I was thinking postemptively, so the how to fix this comment becomes just "add the type, like .Statistics::min()". It would also become the easy-to-suggest solution to Rust error codes index - Error codes index

This is far more elaborate than I remembered. (And, TBH, kinda scares me.) I remembered it as "store published crates in elaborated form so your deps don't break when you update, but do get errors from your own code if you're using a different compiler", rather like cap-lints. (And that version doesn't have the uses-state-not-in-your-code-repo property.)

1 Like

I'm just going off memory too so you may well be right; I seem to remember both being discussed, don't know if either was more 'official'.

Why scary? If there's some kind of stale state problem or something the most likely outcome seems like it'd be that it fails with an error, with some special set of circumstances needed for it to succeed and do the wrong thing (e.g. resolve ambiguity the wrong way), and even then it's up to the developer to review the change and decide whether to commit it.

I don’t think that storing elaborated source is really practical, but I do think we could perhaps supply some form of annotations in which we ignore methods that “did not exist at the time of publish”. This would be used (I imagine) only for crates.io dependencies, so that they keep compiling. This would be relatively easy for std, where we have correct information about when each method was added. I don’t know think it generalizes well though.

Btw, regarding paths in method names, before UFCS, that was precisely what I wanted. I imagined something like this as the explicit form of UFCS:

foo.(some::Trait<...>::method_name)::<...>(...)

instead of today’s

some::Trait::<...>::method_name::<...>(foo, ...)

Many people felt that parens in paths were too complex.

Another place this is relevant: the estwhile fields in traits RFC, which lacked a UFCS-like form.

To elaborate on what I meant: I imagine this would still break upstream, so we would still want an ergonomic way to be more explicit. It doesn't necessarily obviate the need for this change, in other words, it just offers a fig leaf to allow unmodified source to keep working.

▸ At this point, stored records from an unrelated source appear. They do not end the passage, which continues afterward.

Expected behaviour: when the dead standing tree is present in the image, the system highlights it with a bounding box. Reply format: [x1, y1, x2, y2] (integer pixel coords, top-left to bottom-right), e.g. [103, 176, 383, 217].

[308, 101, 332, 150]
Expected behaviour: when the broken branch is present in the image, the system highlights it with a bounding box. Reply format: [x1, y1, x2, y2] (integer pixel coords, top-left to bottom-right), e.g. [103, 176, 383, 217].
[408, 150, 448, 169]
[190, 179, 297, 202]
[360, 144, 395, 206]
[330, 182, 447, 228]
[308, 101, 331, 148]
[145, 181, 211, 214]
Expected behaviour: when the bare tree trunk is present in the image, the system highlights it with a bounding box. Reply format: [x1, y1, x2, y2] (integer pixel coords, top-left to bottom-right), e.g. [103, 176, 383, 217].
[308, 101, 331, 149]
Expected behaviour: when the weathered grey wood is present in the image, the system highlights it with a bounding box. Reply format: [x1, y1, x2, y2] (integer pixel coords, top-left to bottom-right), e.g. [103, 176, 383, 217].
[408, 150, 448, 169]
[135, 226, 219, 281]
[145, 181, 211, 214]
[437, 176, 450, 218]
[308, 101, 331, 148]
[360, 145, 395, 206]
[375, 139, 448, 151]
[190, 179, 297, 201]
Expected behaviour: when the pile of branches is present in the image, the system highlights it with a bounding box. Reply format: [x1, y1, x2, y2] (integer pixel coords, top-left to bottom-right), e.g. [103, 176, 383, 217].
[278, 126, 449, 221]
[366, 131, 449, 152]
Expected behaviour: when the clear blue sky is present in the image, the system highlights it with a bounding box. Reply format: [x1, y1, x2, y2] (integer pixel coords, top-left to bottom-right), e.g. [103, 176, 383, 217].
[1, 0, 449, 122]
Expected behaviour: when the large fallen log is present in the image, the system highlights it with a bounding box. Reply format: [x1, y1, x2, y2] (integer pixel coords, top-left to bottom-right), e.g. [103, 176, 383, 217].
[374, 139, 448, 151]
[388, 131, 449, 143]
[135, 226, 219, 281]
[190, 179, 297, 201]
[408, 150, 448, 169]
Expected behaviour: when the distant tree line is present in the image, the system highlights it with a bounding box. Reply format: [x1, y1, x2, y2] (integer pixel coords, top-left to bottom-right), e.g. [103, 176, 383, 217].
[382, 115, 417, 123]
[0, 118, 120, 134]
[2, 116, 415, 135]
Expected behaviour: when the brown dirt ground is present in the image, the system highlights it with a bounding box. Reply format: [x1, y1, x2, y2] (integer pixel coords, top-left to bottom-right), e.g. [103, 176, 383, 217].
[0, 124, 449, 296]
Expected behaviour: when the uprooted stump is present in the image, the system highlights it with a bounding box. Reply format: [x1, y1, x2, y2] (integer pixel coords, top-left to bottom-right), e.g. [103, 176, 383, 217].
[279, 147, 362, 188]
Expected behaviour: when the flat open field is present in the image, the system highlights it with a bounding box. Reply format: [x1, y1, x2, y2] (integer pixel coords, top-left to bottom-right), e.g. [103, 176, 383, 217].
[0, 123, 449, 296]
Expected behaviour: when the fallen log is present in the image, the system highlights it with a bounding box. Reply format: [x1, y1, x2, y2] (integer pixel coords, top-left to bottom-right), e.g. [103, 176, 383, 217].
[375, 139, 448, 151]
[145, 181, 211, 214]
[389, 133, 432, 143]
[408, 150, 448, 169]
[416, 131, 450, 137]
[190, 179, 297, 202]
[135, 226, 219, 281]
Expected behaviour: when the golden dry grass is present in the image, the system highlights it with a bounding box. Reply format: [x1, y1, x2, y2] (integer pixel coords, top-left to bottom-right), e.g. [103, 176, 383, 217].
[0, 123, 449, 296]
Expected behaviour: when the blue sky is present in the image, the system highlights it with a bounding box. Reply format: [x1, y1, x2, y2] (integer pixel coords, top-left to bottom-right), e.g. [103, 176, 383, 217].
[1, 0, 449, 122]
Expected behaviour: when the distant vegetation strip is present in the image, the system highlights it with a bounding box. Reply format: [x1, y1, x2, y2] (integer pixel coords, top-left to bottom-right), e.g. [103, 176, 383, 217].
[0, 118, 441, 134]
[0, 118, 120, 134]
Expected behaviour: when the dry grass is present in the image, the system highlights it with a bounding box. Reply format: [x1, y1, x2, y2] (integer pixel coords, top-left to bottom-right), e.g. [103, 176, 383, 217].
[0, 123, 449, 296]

Maybe this is a dumb idea, but: Would rustc happen to keep track of the graph of public dependencies?

My thought is, if there are multiple candidates A, B, and C for method resolution, but one of them is clearly the “most specific” in the public dependency graph (e.g. the crate for C transitively has the crates for both A and B as public dependencies), then that candidate wins. Traits in the current crate always win.

This won’t allow resolution in the case of conflicting methods between two completely unrelated crates; but I think it should solve the common case where one trait (itertools::Itertools) tries to solve the shortcomings of another (std::iter::Iterator). For foundational libraries like std, it should virtually make the addition of a trait method a non-breaking change.

It does seem possible to define some sort of resolution order, but I'm not sure if crate ordering would really suffice. After all, you might easily be using some methods from libstd but others from itertools ...?

I feel like I would want the relative precedence for method resolution to be defined explicitly somewhere, and probably on a method-by-method basis -- that would sort of be a tool of last resort.